TW von Backstrom and TP Fluri

Department of Mechanical Engineering, University of Stellenbosch
Private Bag X1, Matieland 7602, South Africa, Tel: +27 (0)21 808 4267
Fax: +27 (0)21 808 4958, E-mail: twvb@sun. ac. za

Abstract — Main features of a solar chimney power plant are a circular greenhouse type collector and a tall chimney at its centre. Air flowing radially inwards under the collector roof heats up and enters the chimney after passing through a turbo­generator. The objective of the study was to investigate analytically the validity and applicability of the assumption that, for maximum fluid power, the optimum ratio of turbine pressure drop to pressure potential (available system pressure difference) is 2/3. An initial power law model assumes that pressure potential is proportional to volume flow to the power m, where m is typically a negative number between 0 and -1, and that the system pressure drop is proportional to the power n, where typically n = 2. The analysis shows that the optimum turbine pressure drop as fraction of the pressure potential is (n-m)/(n+1), which is equal to 2/3 only when m = 0, implying a constant pressure potential, independent of flow rate. Consideration of a basic collector model proposed by Schlaich led to the conclusion that the value of m is equal to the negative of the collector floor-to-exit heat transfer efficiency. A more comprehensive optimization scheme, incorporating the basic collector model of Schlaich in the analysis, shows that the power law approach is sound and conservative. It is shown that the constant pressure potential assumption (m = 0) may lead to appreciable under estimation of the performance of a solar chimney power plant, when compared to the analyses presented in the paper. More important is that both these analyses predict that maximum fluid power is available at much lower flow rate and much higher turbine pressure drop than predicted by the constant pressure potential assumption. Thus, the constant pressure potential assumption may lead to overestimating the size of the flow passages in the plant, and designing a turbine with inadequate stall margin and excessive runaway speed margin. The derived equations may be useful in the initial estimation of plant performance, in plant performance analysis and in control algorithm design. The analyses may also serve to set up test cases for more comprehensive plant models.

INTRODUCTION

In order to design a flow system containing a turbine for maximum power production and to run it at maximum power, engineers need to find the optimal pressure drop across the turbine as a fraction of the total available system pressure difference. The design flow rate through the system determines the size and cost of the plant flow passages as well as the size, design and cost of the turbine. In the design phase some iterative algorithm may suffice to find the optimum, but a simple analytical method would be more convenient in a control algorithm. It could also serve to set up test cases for more comprehensive methods.
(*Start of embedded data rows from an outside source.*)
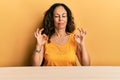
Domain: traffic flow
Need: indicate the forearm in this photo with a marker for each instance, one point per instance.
(38, 56)
(85, 59)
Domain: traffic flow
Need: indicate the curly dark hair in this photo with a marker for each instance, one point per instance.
(48, 21)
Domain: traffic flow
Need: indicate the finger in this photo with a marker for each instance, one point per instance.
(37, 31)
(45, 36)
(35, 34)
(83, 30)
(41, 30)
(79, 29)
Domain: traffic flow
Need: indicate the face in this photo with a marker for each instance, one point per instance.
(60, 17)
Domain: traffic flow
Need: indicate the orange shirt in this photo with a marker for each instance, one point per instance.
(61, 55)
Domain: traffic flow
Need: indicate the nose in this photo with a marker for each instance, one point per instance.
(60, 18)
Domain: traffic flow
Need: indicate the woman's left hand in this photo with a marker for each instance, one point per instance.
(80, 38)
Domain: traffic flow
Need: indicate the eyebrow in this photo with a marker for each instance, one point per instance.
(58, 13)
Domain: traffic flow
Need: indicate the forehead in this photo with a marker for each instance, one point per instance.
(59, 10)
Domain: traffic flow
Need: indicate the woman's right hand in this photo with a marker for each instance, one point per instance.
(41, 38)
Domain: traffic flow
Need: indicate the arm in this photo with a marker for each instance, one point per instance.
(81, 51)
(83, 55)
(37, 57)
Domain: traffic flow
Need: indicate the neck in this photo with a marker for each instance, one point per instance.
(60, 33)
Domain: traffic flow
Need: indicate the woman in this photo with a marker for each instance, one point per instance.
(57, 45)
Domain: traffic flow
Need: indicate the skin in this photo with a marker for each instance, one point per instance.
(60, 37)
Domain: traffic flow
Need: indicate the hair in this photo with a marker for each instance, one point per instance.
(48, 21)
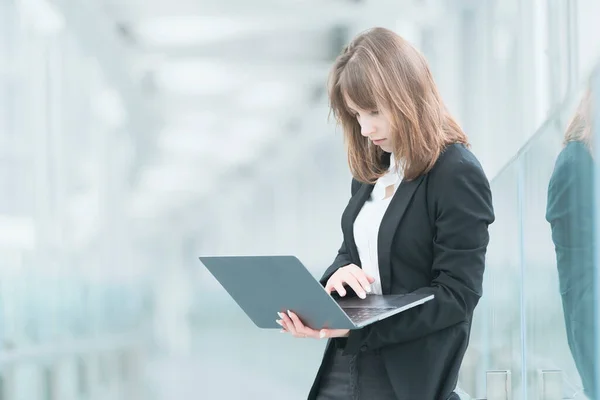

Many solar chimney investigators have made the assumption that the optimum ratio of pt/pp is 2/3, (Haaf et al., 1983; Lautenschlager et al., 1984; Mullett, 1987; Schlaich, 1995). In more detailed calculations Schlaich (1995) apparently used an optimum value of pt/pp = 0.82 as evident from the values of pt and pp reported in tables. Hedderwick (2001)
presented graphs showing values around 0.7. Von Backstrom and Gannon (2000) used the 2/3 assumption only for optimization at constant available pressure difference, but Gannon and Von Backstrom (2000) employed an optimization procedure under conditions of constant solar irradiation. Schlaich et al. (2003) reported a pt/pp value of about 0.80, while Bernardes et al (2003) reported a value of as high as 0.97. The wide variation in values warrants further investigation.

The question is the existence or not of a relevant optimum pt/pp in solar chimney power plants, and how to determine it. Even under conditions of constant solar irradiation the pressure potential of a solar chimney plant is not fixed but is a function of the air temperature rise in the collector, which varies with flow rate.

The first objective of this paper applies to any general process where the pressure potential is not constant and the system pressure drop is not necessarily proportional to the flow rate to the power 2.0. The objective is to derive simple, generally applicable equations for the determination of the volume flow for maximum fluid power (MFP) and the associated ratio of turbine total pressure drop to pressure potential. The second objective applies to solar chimney power plants. It is to derive equations for finding the optimum flow rate and pt/pp conditions as dependent on the relevant design and operating conditions of the plant, using a simple solar collector model.